Lung cancer tumors often develop resistance to treatments. Researchers are creating better tools to help overcome this. Heymach's LUNGevity funded VEGF inhibitor research could in fact provide critical insights into some of these tumors' methods of resisting treatment, helping guide treatment options. Researchers have gained understanding from treatments of diseases such as HIV, which mutate often, and are developing combinations of different drugs to help treat lung cancer mutations. Though there is not yet a cure for lung cancer, research progress to date means there are now patients whose lives are being greatly extended.

Immunotherapy:                                                           Immunotherapy, using special drugs to help the body's own immune system fight the disease, is at an exciting stage of development according to Dr. Cheever. There is very good preliminary evidence that indicates lung cancer may be an immunologically responsive cancer.

The body has a group of cells called T cells, a type of white blood cell that normally fights infection, but can also recognize and kill cancer cells. New cancer vaccines and immunotherapy drugs are able to increase the number of T cells in patients that are capable of killing cancer cells. In the past decade, scientists have made tremendous progress in their knowledge of how to educate T cells to recognize and kill cancer cells and how to stimulate T cells to grow and increase in number. 

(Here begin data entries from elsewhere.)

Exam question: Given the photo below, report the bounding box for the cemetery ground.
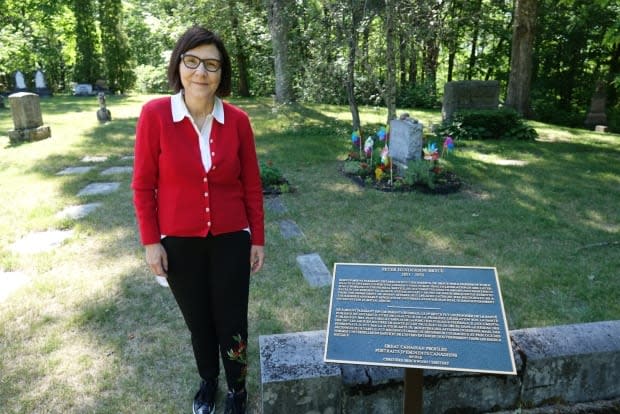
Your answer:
[0,96,620,413]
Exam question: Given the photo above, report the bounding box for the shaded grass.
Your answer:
[0,96,620,413]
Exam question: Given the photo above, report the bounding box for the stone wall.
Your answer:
[260,321,620,414]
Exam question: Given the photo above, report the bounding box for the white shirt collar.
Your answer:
[170,90,224,124]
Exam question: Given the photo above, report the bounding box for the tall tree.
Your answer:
[384,0,396,124]
[99,0,135,93]
[267,0,295,103]
[71,0,103,84]
[506,0,537,117]
[228,0,250,96]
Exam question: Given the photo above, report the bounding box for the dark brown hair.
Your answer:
[168,26,232,97]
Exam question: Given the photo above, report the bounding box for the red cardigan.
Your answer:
[131,97,265,246]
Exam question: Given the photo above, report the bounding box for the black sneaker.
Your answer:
[192,378,217,414]
[224,390,248,414]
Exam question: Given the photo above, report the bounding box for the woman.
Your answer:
[132,27,265,414]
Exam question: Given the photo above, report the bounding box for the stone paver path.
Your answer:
[11,230,73,253]
[101,167,133,175]
[78,183,121,196]
[56,203,102,220]
[82,155,108,162]
[280,220,304,239]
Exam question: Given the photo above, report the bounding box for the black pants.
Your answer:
[162,231,250,390]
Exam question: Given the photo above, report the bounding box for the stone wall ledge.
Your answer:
[260,321,620,414]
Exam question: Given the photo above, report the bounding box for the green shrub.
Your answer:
[435,109,538,140]
[260,161,285,186]
[135,65,169,93]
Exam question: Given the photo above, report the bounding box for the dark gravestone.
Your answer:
[585,83,607,132]
[390,114,424,166]
[441,80,499,120]
[34,69,52,96]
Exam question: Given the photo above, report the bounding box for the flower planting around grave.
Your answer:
[342,125,462,194]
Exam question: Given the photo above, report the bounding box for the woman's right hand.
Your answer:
[144,243,168,277]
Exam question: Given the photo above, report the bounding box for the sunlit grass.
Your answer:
[0,96,620,413]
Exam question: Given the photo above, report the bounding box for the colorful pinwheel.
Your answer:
[422,142,439,161]
[381,145,390,166]
[364,137,375,157]
[377,127,387,142]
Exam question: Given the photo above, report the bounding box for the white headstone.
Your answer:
[73,83,93,95]
[34,69,47,89]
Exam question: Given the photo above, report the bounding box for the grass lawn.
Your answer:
[0,96,620,414]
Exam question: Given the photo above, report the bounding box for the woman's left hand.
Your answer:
[250,245,265,273]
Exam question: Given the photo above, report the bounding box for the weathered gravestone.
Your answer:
[15,70,27,92]
[9,92,52,142]
[390,114,424,167]
[441,81,499,120]
[34,69,52,96]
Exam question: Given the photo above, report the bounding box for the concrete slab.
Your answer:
[279,220,304,239]
[511,320,620,406]
[0,272,30,302]
[258,331,340,414]
[101,167,133,175]
[56,166,95,175]
[77,183,121,196]
[297,253,332,287]
[56,203,102,220]
[11,230,73,253]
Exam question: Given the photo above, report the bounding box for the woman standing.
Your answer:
[132,27,265,414]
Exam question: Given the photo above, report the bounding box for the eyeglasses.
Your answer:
[181,53,222,72]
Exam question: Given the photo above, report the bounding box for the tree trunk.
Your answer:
[267,0,294,103]
[346,2,363,136]
[384,0,396,124]
[506,0,537,117]
[228,1,250,97]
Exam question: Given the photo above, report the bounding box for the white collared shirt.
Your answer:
[171,90,224,171]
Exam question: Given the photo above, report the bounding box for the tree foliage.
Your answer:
[0,0,620,131]
[99,0,135,93]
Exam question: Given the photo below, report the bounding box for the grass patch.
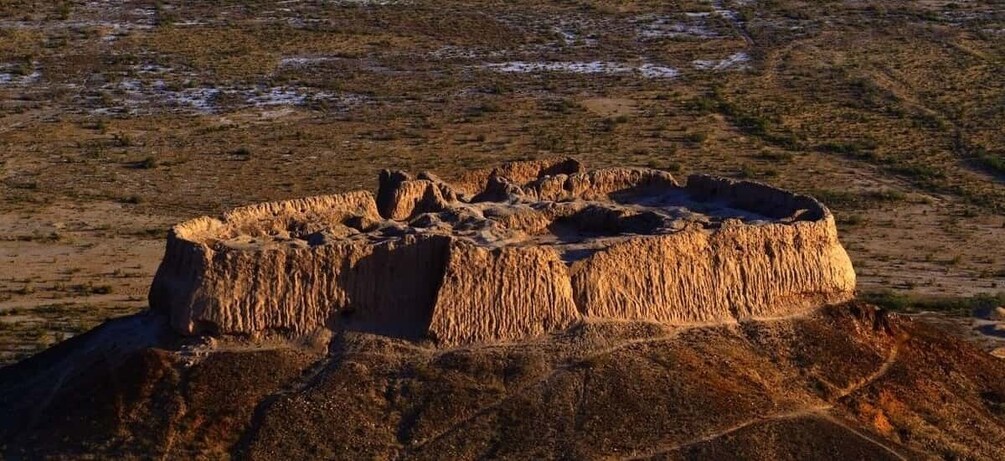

Immunotherapy drugs that have been invented and are now being developed for other cancers could be useful for treating lung cancer. There are several lung cancer vaccines in development that are designed to help prevent lung cancer from returning in patients in remission as well as very strong early evidence that some lung cancers respond to a new category of immunotherapy drug that "unleashes" patients' own T cells.

"LUNGevity is heartened by the progress being made in research for treatment and cures for lung cancer, and we are committed to helping it continue," said Ferris.